DOI: 10.1007/s10853-023-08340-7

This study investigates the tensile deformation behavior of irradiated ZrCu amorphous-nanocrystalline (ANA) alloy with a view to capturing essential mechanisms for mechanical performance. Amorphous models of as- constructed metallic glass (MG), as-constructed ANA and irradiated ANA were synthesized and evaluated by molecular dynamics MD simulations. In the ANA models, effective stress activations energized local regions to stimulate a maze of shear transformation zones (STZs) at the interfaces due to the precipitation of Zr2Cu nanocrystal grains.

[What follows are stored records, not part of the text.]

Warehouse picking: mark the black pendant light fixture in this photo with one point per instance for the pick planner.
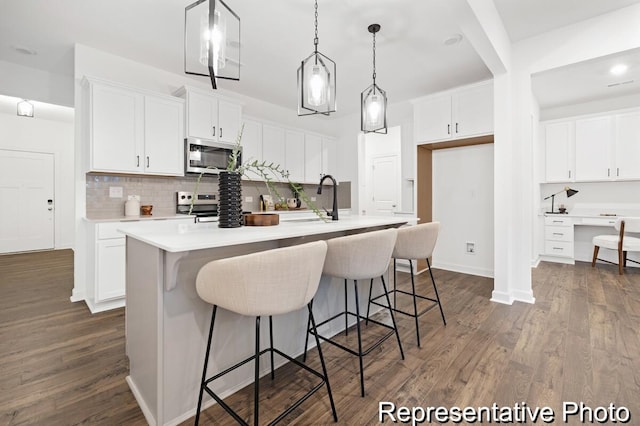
(212, 41)
(316, 81)
(373, 101)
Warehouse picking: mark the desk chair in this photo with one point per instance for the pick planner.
(621, 242)
(267, 283)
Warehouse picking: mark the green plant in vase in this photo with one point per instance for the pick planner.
(271, 173)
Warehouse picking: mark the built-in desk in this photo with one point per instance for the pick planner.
(569, 237)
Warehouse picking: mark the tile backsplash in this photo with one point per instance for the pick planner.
(160, 191)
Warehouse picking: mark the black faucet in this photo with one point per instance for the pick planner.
(334, 210)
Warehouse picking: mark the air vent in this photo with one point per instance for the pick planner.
(621, 83)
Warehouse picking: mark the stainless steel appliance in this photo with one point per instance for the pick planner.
(204, 156)
(205, 206)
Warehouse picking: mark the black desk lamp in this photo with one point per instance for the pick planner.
(570, 193)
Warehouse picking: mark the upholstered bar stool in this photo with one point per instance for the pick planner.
(261, 284)
(414, 242)
(358, 257)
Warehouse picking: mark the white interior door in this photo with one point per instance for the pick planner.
(26, 191)
(385, 177)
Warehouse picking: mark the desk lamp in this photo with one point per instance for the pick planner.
(570, 193)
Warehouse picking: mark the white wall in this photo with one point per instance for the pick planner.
(50, 131)
(463, 203)
(31, 83)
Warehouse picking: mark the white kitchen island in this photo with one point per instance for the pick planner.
(167, 323)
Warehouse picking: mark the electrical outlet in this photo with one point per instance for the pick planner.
(115, 192)
(471, 248)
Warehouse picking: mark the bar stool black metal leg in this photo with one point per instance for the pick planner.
(393, 319)
(369, 302)
(436, 290)
(355, 286)
(306, 338)
(206, 363)
(346, 315)
(256, 383)
(271, 345)
(324, 367)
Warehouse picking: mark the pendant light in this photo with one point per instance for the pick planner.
(316, 81)
(212, 41)
(373, 101)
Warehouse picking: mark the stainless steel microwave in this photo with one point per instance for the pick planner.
(204, 156)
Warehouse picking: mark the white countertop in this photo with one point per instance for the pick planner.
(180, 237)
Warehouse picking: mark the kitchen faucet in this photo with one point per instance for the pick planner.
(334, 210)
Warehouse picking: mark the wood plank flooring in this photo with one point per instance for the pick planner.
(580, 341)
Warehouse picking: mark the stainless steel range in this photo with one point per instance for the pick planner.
(205, 206)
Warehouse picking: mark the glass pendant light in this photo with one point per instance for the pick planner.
(316, 81)
(373, 101)
(212, 41)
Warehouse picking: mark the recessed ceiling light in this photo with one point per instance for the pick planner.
(618, 69)
(452, 39)
(25, 50)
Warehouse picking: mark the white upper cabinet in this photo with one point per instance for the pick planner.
(559, 151)
(593, 145)
(209, 117)
(627, 147)
(313, 158)
(465, 112)
(294, 155)
(163, 130)
(133, 131)
(273, 145)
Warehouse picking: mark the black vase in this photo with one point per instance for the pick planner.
(230, 200)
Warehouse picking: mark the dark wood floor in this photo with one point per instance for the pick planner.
(580, 341)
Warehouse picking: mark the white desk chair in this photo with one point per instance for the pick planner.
(621, 242)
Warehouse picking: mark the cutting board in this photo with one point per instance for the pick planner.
(262, 219)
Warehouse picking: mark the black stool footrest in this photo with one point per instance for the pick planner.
(252, 358)
(360, 318)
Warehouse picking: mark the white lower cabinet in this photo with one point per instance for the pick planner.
(106, 263)
(558, 236)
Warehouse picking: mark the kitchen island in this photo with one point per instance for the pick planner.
(167, 323)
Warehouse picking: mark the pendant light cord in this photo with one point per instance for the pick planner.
(315, 40)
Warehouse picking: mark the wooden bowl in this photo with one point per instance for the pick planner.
(261, 219)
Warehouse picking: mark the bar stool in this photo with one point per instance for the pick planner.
(267, 283)
(356, 257)
(414, 242)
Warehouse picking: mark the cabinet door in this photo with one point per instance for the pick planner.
(329, 157)
(313, 158)
(294, 155)
(628, 146)
(116, 127)
(558, 152)
(594, 142)
(273, 145)
(229, 121)
(110, 269)
(202, 116)
(472, 112)
(432, 119)
(252, 144)
(163, 136)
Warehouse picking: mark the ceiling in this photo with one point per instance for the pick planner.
(412, 59)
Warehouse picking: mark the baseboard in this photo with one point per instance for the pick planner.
(470, 270)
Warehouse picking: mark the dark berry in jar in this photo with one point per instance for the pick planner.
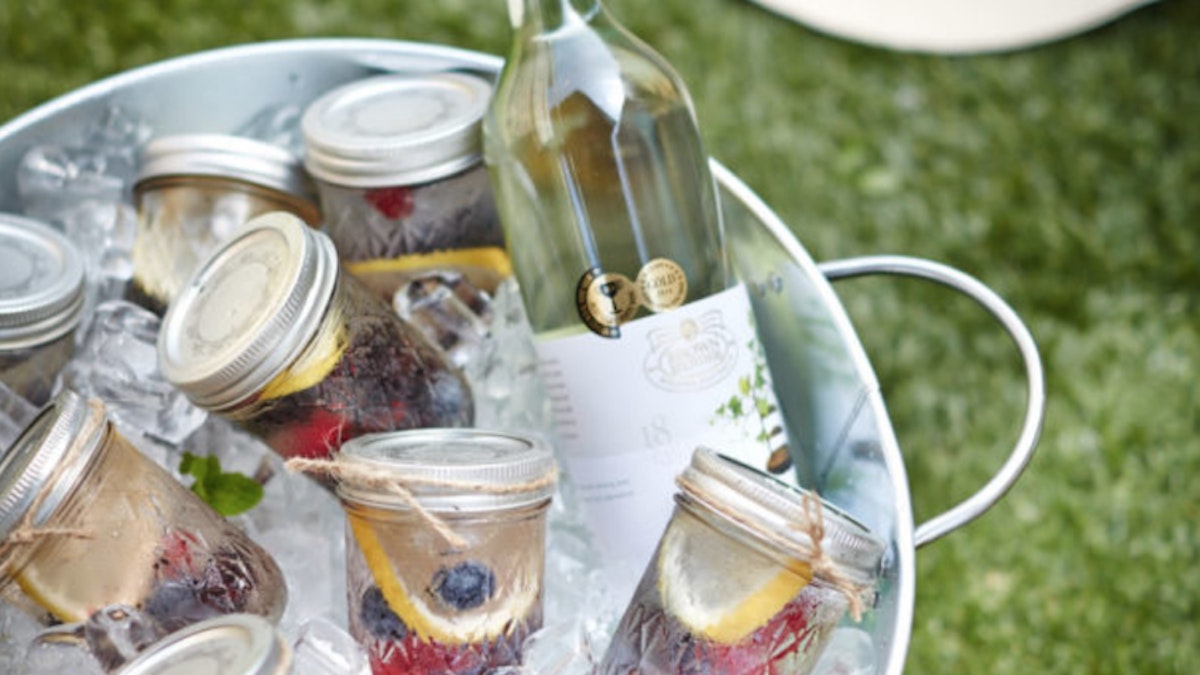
(463, 586)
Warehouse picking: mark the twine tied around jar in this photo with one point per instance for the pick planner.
(27, 533)
(813, 524)
(399, 484)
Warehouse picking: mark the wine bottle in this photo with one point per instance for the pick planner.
(643, 335)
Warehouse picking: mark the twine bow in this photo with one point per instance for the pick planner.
(400, 485)
(27, 533)
(819, 560)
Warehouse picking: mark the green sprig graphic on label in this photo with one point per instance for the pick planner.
(755, 401)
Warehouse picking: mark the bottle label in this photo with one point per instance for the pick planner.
(630, 412)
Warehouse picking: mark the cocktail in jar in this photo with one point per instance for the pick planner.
(270, 334)
(399, 166)
(445, 547)
(750, 577)
(41, 302)
(88, 521)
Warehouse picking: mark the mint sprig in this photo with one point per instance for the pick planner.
(227, 493)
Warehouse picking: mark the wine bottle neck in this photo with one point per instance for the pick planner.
(541, 16)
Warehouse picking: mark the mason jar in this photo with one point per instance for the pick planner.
(750, 575)
(193, 191)
(420, 599)
(42, 290)
(88, 521)
(399, 167)
(237, 644)
(270, 334)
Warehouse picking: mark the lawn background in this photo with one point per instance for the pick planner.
(1066, 177)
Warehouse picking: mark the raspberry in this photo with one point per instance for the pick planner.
(393, 202)
(379, 619)
(463, 586)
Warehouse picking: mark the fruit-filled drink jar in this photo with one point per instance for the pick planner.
(273, 335)
(750, 577)
(88, 521)
(454, 586)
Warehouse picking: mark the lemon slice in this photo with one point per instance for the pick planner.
(485, 623)
(720, 590)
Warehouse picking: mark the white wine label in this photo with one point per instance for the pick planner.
(630, 412)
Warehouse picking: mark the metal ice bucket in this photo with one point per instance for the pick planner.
(827, 390)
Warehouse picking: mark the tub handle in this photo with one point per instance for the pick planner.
(1035, 411)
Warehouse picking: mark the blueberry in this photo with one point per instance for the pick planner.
(379, 619)
(466, 585)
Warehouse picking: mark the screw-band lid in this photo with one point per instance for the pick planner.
(225, 156)
(767, 505)
(396, 129)
(42, 282)
(249, 311)
(233, 644)
(49, 455)
(451, 469)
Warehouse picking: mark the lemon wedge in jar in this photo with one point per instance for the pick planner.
(467, 627)
(715, 587)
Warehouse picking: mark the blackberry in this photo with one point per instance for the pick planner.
(466, 585)
(379, 619)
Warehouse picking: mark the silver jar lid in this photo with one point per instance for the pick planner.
(450, 469)
(225, 156)
(249, 311)
(49, 455)
(41, 282)
(396, 129)
(234, 644)
(763, 503)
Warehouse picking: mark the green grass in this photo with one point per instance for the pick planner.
(1066, 177)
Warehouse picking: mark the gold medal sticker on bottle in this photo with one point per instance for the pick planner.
(605, 300)
(663, 285)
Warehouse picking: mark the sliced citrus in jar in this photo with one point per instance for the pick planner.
(449, 627)
(718, 589)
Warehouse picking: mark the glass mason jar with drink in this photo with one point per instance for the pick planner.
(42, 294)
(273, 335)
(445, 547)
(750, 577)
(88, 521)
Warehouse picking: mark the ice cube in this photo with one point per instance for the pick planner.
(117, 633)
(52, 179)
(17, 634)
(16, 413)
(323, 647)
(449, 310)
(850, 651)
(118, 363)
(52, 653)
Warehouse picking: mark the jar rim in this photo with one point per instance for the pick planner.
(51, 453)
(42, 282)
(249, 311)
(396, 129)
(220, 155)
(245, 643)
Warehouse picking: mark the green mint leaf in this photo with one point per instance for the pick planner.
(231, 494)
(228, 494)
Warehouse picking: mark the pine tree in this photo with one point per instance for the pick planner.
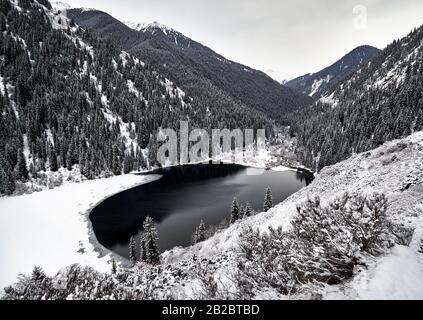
(248, 211)
(53, 161)
(132, 251)
(201, 232)
(22, 168)
(143, 253)
(235, 211)
(152, 252)
(114, 267)
(268, 200)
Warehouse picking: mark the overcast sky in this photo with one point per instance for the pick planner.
(287, 36)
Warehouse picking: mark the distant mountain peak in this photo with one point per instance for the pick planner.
(59, 5)
(63, 6)
(151, 27)
(317, 84)
(279, 76)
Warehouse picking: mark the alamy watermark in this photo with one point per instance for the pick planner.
(199, 145)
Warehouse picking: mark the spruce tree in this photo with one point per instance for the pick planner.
(235, 211)
(151, 238)
(143, 253)
(201, 233)
(22, 168)
(114, 267)
(248, 211)
(268, 200)
(132, 251)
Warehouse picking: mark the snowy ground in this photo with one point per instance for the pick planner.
(395, 169)
(51, 228)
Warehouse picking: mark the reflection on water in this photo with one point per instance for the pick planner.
(183, 197)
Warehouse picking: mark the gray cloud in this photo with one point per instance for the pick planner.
(289, 36)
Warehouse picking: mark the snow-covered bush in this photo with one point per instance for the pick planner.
(79, 283)
(323, 246)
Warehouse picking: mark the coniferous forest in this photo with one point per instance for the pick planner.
(330, 206)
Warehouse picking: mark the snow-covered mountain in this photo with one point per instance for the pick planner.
(111, 102)
(59, 5)
(220, 263)
(381, 101)
(317, 84)
(279, 76)
(197, 68)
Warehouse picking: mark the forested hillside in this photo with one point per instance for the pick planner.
(380, 102)
(199, 71)
(318, 84)
(72, 101)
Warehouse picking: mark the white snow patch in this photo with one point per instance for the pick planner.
(51, 228)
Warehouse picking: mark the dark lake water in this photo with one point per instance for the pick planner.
(182, 197)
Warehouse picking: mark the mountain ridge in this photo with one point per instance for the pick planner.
(195, 66)
(317, 84)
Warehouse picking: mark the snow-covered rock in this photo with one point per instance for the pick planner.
(51, 228)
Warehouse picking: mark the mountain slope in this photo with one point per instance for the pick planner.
(73, 103)
(217, 263)
(381, 101)
(195, 67)
(317, 84)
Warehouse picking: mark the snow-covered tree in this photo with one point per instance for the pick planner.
(200, 233)
(143, 253)
(22, 167)
(132, 251)
(114, 266)
(151, 238)
(235, 211)
(268, 200)
(248, 212)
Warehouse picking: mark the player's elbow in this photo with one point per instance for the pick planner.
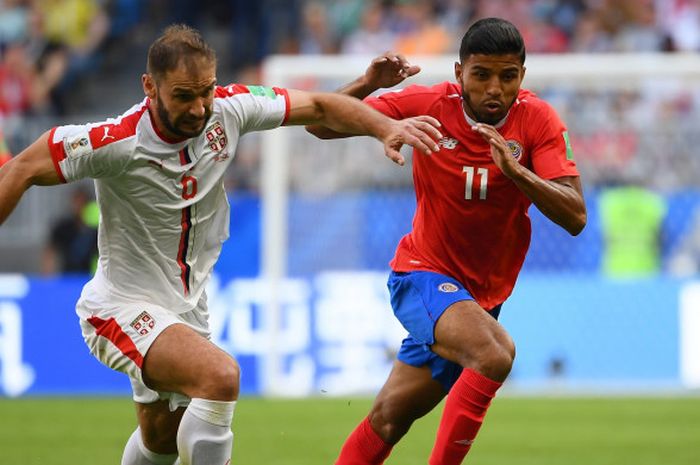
(318, 131)
(323, 132)
(577, 224)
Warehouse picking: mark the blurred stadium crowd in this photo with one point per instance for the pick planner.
(75, 60)
(48, 46)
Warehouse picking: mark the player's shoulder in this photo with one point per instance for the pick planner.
(528, 101)
(434, 92)
(235, 90)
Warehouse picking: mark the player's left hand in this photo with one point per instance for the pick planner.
(389, 70)
(499, 149)
(420, 132)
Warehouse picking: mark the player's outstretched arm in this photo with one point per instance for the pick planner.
(32, 167)
(350, 116)
(384, 71)
(560, 200)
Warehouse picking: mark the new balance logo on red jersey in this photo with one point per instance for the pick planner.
(448, 142)
(143, 323)
(465, 442)
(107, 135)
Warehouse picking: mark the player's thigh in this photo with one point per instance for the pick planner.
(181, 360)
(408, 394)
(159, 426)
(465, 333)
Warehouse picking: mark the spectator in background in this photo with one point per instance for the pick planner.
(316, 37)
(425, 35)
(685, 260)
(72, 244)
(680, 21)
(5, 154)
(17, 81)
(372, 37)
(631, 218)
(74, 31)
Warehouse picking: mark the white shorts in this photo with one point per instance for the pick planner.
(119, 335)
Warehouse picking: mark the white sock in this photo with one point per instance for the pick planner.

The distinction in the formation and propagation of shear bands in as-constructed MG and ANA models is evidenced by the unusual distribution of STZs in the latter, as multiple shear bands were compelled to traverse specific orientations in their MG matrices with a beneficial structural effect. Shear band strengths predicated on quasi-steady stress evolution indicated a superior mechanical performance of the ANA models because fewer free volumes were sufficient to restrict the propagation of shear bands. As mature shear bands propagating in misaligned 45 degrees and 135 degrees directions intersected and were arrested at the ANA interface, an exclusive plasticity-enhanced effect was induced in the as-constructed ANA model. Remarkably, the transection of the MG matrix by shear bands at 45 degrees and 135 degrees in the irradiated ANA model surprisingly induced a cross-blocking effect by competitive shear band growth with a rise of free volumes, as multiple shear bands retarded propagation in parallel orientations to evolve a phenomenal plasticity- enhanced performance. Effectively, the correlation between irradiation- induced structural mechanisms, unique shear band performances and mechanical behavior is therefore established as a pathway to developing advanced materials with excellent mechanical performance.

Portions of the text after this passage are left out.